BioDigital, Inc.
- Industry: Biotechnology, Life Science, Health
- Founded: 2013; 13 years ago
- Founder: Frank Sculli, John Qualter, Aaron Oliker
- Headquarters: 44 W 18 Street, New York City, United States of America
- Website: www.biodigital.com

= BioDigital =

BioDigital is a New York-based biomedical visualization company that is often referred to as being "Google Earth for the Human Body". BioDigital offers an interactive, 3D software platform that enables individuals and businesses to explore and visualize health information. Their flagship product, the BioDigital Human, is a "searchable, customizable map of the human body".

The BioDigital Human Platform has over a million users, including doctors, medical students, and yoga instructors. New York University School of Medicine has used the software to teach medical students about anatomy.

The company also offers a set of API's that allow developers to use the company's imaging technology.

==History==

The company started as a consulting business in 2002, founded on the premise that 3D technology could be leveraged to make medical topics more comprehensible, accessible, and compelling. In 2011, the company expanded their technology to reach the greater public, compiling all visualizations into a proprietary web-based virtual model of the human body, the BioDigital Human. The BioDigital Human was one of the early systems to leverage WebGL, which allows any supported browser to render 3D models in webpages without plugins.

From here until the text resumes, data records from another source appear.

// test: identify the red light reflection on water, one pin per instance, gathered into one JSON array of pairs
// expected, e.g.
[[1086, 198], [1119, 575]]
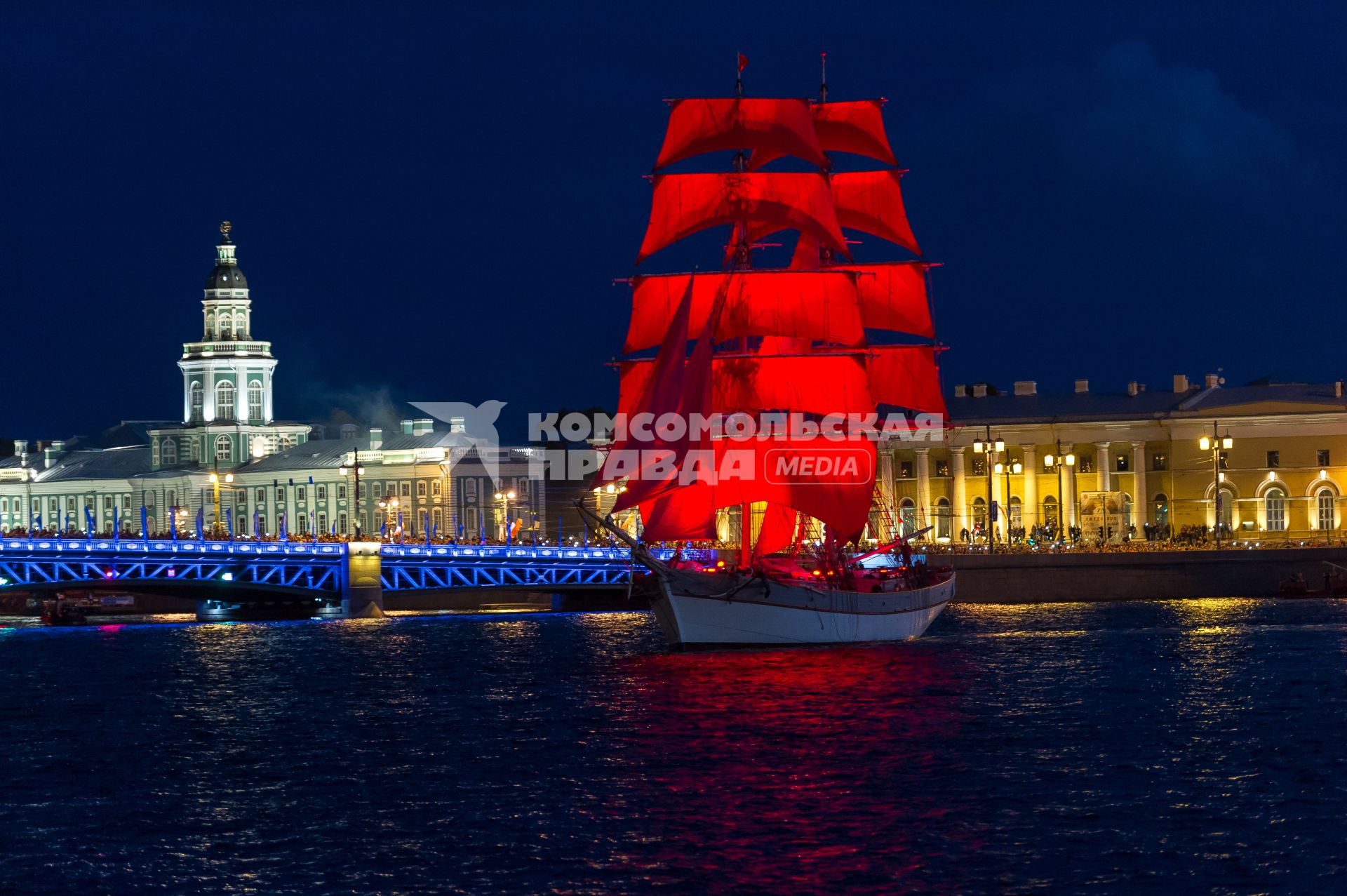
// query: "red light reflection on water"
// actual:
[[792, 768]]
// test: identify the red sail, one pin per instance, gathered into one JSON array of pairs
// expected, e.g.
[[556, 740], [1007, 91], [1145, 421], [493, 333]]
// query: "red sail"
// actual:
[[906, 376], [893, 297], [776, 531], [806, 385], [872, 201], [853, 127], [817, 306], [843, 127], [689, 203], [842, 502], [780, 127]]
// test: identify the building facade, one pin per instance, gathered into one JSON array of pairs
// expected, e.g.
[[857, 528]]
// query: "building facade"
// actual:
[[1137, 464], [228, 464]]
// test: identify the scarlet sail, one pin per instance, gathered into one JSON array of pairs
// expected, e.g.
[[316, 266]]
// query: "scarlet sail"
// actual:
[[842, 127], [805, 385], [779, 127], [777, 201], [811, 306], [789, 341]]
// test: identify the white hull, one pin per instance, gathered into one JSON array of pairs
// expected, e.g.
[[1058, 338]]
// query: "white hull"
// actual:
[[710, 609]]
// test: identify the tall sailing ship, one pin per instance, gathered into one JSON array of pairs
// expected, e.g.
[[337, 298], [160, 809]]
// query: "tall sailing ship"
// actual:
[[825, 336]]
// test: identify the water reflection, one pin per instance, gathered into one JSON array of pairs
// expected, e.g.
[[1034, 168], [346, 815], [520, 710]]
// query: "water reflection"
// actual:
[[792, 768]]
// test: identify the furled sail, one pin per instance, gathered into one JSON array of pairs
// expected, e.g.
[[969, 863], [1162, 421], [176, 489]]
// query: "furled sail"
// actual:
[[685, 203], [780, 127], [814, 306]]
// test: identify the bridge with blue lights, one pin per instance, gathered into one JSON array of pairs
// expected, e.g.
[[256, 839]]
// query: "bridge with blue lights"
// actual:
[[354, 575]]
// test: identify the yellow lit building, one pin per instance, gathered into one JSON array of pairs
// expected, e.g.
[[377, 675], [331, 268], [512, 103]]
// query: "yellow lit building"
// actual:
[[1130, 461]]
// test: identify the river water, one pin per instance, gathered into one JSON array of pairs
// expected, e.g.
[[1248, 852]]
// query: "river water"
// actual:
[[1179, 747]]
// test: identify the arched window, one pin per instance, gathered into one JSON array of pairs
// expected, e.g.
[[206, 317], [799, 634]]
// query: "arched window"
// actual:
[[225, 401], [1325, 507], [943, 519], [1226, 508], [979, 516], [255, 401], [1275, 504], [907, 516]]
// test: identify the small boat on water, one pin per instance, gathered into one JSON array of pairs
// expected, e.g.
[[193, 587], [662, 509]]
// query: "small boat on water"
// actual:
[[776, 351], [61, 612]]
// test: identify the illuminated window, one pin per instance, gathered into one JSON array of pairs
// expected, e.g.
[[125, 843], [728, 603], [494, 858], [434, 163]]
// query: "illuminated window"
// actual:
[[943, 519], [1276, 508], [255, 401], [225, 401], [1325, 504]]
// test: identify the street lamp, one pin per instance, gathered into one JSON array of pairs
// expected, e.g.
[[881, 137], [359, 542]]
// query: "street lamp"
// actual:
[[988, 446], [358, 471], [505, 497], [215, 481], [1215, 443], [1059, 461]]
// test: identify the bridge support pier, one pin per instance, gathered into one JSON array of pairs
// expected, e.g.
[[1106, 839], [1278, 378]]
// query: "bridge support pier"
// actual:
[[361, 582]]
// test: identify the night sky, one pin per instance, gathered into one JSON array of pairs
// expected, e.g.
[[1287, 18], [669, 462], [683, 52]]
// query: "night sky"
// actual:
[[431, 203]]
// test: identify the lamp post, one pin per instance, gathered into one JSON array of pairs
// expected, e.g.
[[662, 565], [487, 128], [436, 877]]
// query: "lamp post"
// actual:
[[1059, 461], [215, 481], [1008, 468], [988, 446], [505, 497], [358, 471], [1215, 443]]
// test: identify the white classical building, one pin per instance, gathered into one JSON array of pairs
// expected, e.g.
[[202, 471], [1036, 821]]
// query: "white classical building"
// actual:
[[229, 461]]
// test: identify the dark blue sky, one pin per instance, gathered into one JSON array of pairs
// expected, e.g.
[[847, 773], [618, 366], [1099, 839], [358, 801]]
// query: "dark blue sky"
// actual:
[[431, 201]]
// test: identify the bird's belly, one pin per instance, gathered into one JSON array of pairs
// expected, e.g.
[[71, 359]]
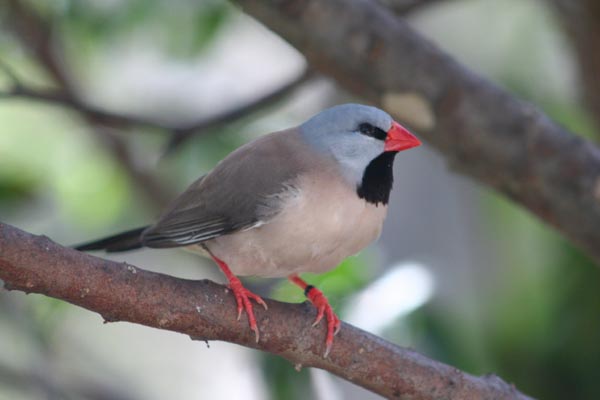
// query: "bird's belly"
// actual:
[[313, 234]]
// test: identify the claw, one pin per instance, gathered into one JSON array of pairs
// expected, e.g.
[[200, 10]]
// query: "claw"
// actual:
[[242, 296], [323, 309]]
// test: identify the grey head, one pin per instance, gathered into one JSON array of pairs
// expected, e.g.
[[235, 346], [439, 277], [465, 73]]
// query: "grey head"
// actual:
[[353, 134]]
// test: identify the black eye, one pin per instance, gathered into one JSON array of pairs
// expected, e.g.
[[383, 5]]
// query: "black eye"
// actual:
[[373, 131]]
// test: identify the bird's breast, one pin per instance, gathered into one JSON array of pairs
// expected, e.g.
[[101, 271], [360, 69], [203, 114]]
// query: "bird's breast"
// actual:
[[320, 224]]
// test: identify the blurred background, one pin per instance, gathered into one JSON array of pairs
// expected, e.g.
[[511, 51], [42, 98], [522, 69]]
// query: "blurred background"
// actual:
[[109, 108]]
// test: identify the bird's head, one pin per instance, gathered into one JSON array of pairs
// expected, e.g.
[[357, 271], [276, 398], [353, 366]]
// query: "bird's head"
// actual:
[[356, 136]]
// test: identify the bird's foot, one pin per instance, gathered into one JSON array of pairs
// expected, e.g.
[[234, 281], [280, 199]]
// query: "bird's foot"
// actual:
[[324, 309], [243, 297]]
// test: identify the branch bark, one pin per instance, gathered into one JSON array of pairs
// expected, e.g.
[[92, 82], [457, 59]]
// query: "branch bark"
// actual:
[[206, 311], [482, 130]]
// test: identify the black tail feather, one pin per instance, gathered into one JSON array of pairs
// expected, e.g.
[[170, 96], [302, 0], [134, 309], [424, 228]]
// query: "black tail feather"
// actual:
[[129, 240]]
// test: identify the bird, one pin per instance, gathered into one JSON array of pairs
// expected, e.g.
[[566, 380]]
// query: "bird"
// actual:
[[297, 200]]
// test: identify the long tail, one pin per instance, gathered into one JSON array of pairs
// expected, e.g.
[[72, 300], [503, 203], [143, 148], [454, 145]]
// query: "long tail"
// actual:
[[124, 241]]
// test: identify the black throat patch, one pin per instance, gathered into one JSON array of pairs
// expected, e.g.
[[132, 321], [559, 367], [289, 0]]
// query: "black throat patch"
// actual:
[[377, 180]]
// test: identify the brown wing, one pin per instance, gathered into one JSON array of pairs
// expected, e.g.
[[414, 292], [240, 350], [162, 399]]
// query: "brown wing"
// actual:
[[246, 189]]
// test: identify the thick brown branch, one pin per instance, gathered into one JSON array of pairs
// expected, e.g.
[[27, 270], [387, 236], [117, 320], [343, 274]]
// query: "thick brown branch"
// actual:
[[481, 129], [204, 310]]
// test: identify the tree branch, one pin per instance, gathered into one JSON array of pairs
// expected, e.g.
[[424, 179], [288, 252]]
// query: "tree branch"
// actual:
[[180, 133], [183, 133], [581, 22], [206, 311], [404, 7], [36, 35], [482, 130]]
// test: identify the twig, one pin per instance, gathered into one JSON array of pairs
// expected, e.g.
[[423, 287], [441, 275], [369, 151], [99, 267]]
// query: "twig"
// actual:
[[482, 130], [581, 22], [180, 133], [185, 132], [206, 311], [35, 33], [404, 7]]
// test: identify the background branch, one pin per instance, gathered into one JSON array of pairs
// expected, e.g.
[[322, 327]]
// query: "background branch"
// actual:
[[581, 21], [36, 35], [482, 130], [206, 311], [180, 133]]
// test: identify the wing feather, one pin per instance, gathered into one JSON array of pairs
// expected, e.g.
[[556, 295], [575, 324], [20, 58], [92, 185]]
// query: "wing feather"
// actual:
[[245, 190]]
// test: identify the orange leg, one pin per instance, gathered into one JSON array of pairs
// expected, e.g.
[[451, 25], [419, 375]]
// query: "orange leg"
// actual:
[[323, 309], [242, 295]]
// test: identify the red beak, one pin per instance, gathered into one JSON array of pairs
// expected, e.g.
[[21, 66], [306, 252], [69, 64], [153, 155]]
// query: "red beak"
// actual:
[[399, 138]]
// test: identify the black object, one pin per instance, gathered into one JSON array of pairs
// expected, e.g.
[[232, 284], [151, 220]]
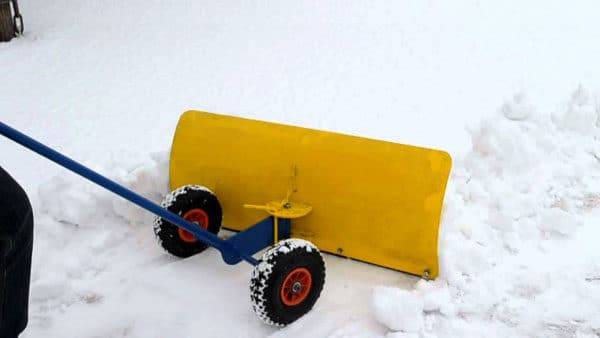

In 2013, the company received a series of funding led by FirstMark Capital, New York University’s NYU Innovation Fund, a group of angel investors.

==Awards and recognition==

- TEDMED 2012 – Featured presentation of the BioDigital Human.
- SXSW Classic Interactive Award (2013) – Winner in the interactive category.
- ON for Learning Award (2014) – From Common Sense Media.
- Web Health Awards (June 2014) – Recognized as a Best Health Digital Resource.
- Webby Award (2015) – Best Health Website.
- Edison Awards (2015) – Silver finalist in Research & Education.

==Partnerships==

BioDigital has partnered with the international charity Smile Train for the creation of a cleft lip and palate simulator. The simulator is an interactive teaching tool designed to train surgeons in developing countries on cleft lip and palate surgical repair. BioDigital and Smile Train received an award for Outstanding Achievement in Modeling & Simulation by the National Training Simulation Association in December 2013. The companies were selected to showcase the technology at the 2014 TEDMED Conference in Washington DC.